For uploads that appear stuck, you can wrap chunk requests with an AbortController timeout:

const r = new Resumable({
  target: '/api/upload',
  chunkSize: 2 * 1024 * 1024,
  chunkRetryInterval: 5000,
  maxChunkRetries: 5,
});

The chunkRetryInterval setting controls how long Resumable.js waits before retrying a failed chunk, in milliseconds. After a timeout-induced failure, a 5-second pause gives transient network issues time to resolve before the retry fires. Setting this too low creates a stampede of retries against a server that might already be under load.

Detecting Stuck Uploads

A chunk upload can appear alive (the connection is open, bytes are trickling) but effectively stalled. The progress event stops firing, or fires with negligible increments. Detecting this requires tracking progress over time:

let lastProgress = 0;
let lastProgressTime = Date.now();

r.on('fileProgress', (file) => {
  const currentProgress = file.progress();
  if (currentProgress > lastProgress) {
    lastProgress = currentProgress;
    lastProgressTime = Date.now();
  } else if (Date.now() - lastProgressTime > 30000) {
    // No progress for 30 seconds — cancel and retry
    file.retry();
    lastProgressTime = Date.now();
  }
});

This pattern catches the scenario where the TCP connection stays open but throughput drops to effectively zero—something that pure timeout values won't detect.

Keepalive Considerations

HTTP keepalive reuses TCP connections across multiple chunk requests, eliminating the overhead of TCP handshake and TLS negotiation for each chunk. This is almost always desirable. But keepalive introduces its own timeout dimension.

Nginx's keepalive_timeout (default 75 seconds) controls how long an idle keepalive connection stays open. If there's a gap between chunk uploads longer than this value—say the user's browser pauses between files—the connection closes silently. The next chunk request opens a new connection, which is fine but adds latency.

More dangerous: some load balancers close keepalive connections on their own schedule. If the load balancer's idle timeout is shorter than Nginx's keepalive_timeout, you get a race condition where Nginx thinks the connection is alive but the load balancer has already torn it down. The next request on that connection fails with a 502 Bad Gateway.

The fix: set your reverse proxy's keepalive_timeout slightly shorter than your load balancer's idle timeout. That way the proxy closes the connection before the load balancer does, and there's always a clean state.

Timeout Alignment Checklist

Before deploying, verify that your timeouts increase from outside to inside:

Browser abort (optional): longest or disabled
Load balancer idle timeout: generous (120–300 s)
Reverse proxy read timeout: slightly less than load balancer
Application server timeout: matches or exceeds reverse proxy

If any inner timeout is longer than an outer timeout, the outer layer kills the connection while the inner layer is still happily working.
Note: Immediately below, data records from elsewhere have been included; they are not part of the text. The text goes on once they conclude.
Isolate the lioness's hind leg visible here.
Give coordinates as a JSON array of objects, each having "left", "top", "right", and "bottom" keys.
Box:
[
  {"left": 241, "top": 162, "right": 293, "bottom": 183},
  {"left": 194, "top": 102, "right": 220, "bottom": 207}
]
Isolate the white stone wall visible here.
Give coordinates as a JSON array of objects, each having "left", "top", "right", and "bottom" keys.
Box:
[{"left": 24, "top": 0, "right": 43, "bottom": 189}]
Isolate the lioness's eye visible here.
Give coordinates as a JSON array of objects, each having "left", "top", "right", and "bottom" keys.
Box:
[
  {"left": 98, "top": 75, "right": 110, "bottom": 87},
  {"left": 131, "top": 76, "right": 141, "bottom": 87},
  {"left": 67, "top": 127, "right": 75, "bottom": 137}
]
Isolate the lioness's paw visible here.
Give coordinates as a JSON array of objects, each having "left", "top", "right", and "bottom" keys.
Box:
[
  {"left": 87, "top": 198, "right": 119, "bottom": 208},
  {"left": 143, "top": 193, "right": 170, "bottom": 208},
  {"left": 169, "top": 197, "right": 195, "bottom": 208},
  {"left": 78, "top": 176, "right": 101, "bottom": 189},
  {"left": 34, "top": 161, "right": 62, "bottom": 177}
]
The user sees an error. The server might keep processing a chunk that nobody is waiting for anymore. Aligning these values from the outside in prevents ghost processing and gives meaningful error messages at every layer.

Timeouts feel like a boring configuration task until they cause a production incident. Measure your slowest realistic user, do the math, set every layer accordingly, and revisit the numbers when you change chunk sizes. A fifteen-minute configuration session now saves a midnight debugging session later.